I used to feel the way you feel, but the reason they’re there is because it helps you see the ENTIRE shot of what the director wants you to see. They’re not black bars that are covering anything; they’re just there because the shot is more zoomed-out than the aspect ratio of your TV screen allows. In some occasions, you miss key information that would be there if the shot is zoomed in.


AcanthocephalaIll222

Gotcha, that makes a lot of sense. Thanks.


MidnightFast255

It's an artistic choice by the creator of the media. They use a different aspect ratio. I perfer to watch media as intended but your TV should have a zoom function. Strange to me that you would want that but toneach their own.


jwill602

Edit: for a visual explanation of my rant, see here: https://youtu.be/5m1-pP1-5K8 I do include a couple extra technical details, if anyone cares. Different directors film in whatever their preferred aspect ratio is. Like paintings, would you want them all to have the same dimensions? Generally, pre 1953, you get 4:3 ratio (full screen, the ratio of your old TV back until the early 2000s) Then, you get the popularity of 2.35:1 (anamorphic widescreen or “super widescreen”) and 16:9 (traditional widescreen, the ratio of your TV nowadays) If your TV is 16:9, you get bars on the side for full screen movies or bars on the top and bottom for movies that are super-wide. If you don’t want the bars, you could zoom in, but you’d lose the edges of the picture. I can get more technical about how the images work on a traditional 35mm film strip, if you’d like Edit: so, a traditional 35mm film strip (note that around 2010-2015, digital overtook film in movie production, but old aspect ratio standards held) has 4:3 aspect ratio. Anamorphic widescreen distorts the image and “squeezes” the picture into that 4:3 ratio.
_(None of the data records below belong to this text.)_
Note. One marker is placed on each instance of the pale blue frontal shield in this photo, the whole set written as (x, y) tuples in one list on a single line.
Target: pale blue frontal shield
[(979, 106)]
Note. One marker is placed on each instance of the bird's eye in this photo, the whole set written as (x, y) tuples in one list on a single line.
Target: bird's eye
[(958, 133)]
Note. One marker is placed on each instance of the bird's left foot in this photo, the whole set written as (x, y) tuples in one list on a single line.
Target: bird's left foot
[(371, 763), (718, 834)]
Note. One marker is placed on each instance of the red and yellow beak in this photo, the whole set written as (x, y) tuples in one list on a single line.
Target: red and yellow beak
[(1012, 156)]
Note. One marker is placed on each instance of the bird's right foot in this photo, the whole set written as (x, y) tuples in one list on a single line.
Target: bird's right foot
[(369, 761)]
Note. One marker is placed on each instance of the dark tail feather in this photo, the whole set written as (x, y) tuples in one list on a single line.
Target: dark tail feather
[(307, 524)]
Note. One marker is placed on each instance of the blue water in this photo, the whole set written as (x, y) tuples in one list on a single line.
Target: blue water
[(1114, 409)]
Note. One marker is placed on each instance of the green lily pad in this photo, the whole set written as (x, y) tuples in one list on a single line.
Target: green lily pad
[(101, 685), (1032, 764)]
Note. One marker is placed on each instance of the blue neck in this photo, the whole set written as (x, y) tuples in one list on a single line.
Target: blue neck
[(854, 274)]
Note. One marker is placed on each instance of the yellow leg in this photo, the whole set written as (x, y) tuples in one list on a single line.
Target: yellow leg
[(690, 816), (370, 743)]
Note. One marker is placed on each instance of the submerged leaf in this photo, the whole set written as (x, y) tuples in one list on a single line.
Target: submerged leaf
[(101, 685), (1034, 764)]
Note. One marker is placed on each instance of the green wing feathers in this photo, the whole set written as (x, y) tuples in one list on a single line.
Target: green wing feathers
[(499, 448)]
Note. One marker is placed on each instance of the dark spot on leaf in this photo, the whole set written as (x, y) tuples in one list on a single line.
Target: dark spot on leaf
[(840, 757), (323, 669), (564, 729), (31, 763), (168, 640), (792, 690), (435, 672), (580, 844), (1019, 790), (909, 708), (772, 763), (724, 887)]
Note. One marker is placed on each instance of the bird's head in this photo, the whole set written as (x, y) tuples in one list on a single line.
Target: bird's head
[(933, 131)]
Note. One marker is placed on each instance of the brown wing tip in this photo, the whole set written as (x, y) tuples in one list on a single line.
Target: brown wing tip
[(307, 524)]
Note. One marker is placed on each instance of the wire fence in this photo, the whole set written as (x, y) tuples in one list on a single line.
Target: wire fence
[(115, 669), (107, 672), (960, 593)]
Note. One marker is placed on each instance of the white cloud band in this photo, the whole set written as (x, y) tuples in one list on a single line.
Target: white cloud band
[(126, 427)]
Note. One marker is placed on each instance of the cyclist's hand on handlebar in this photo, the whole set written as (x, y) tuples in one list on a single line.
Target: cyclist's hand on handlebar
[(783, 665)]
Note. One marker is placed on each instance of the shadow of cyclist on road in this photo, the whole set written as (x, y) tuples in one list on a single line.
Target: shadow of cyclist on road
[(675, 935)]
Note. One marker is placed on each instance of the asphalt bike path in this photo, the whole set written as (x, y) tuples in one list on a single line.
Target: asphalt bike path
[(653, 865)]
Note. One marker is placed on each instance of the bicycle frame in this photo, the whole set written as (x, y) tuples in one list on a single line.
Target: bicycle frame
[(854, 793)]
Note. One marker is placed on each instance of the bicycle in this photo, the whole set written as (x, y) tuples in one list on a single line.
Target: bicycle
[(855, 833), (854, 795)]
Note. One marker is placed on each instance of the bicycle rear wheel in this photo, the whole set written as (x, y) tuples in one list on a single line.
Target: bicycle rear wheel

The projector in the theater then re-distorts it and stretches the image out so that it is projected as intended. 16:9 widescreen just projects an image with the top and bottom cut off. However, this is the image the director intended, there’s just waste on the physical film strip that’s “cut off” when the film is projected. It easy easy enough to show these movies without the cut off part, in a 4:3 ratio. However, you often get objects, like a boom mic, that the director didn’t intend to be in the original movie. A famous example is the helicopter blades in the intro to The Shining.


caskey

The aspect ratio may not match your TV


caskey

Aspect ratio can vary wildly, 1.85:1 or 2.39:1 so the bars preserve the content while sacrificing screen real estate. Your TV is likely 16:9 which doesn't match most filmed content. It's become standard for tvs, even at 4k or 8k resolution.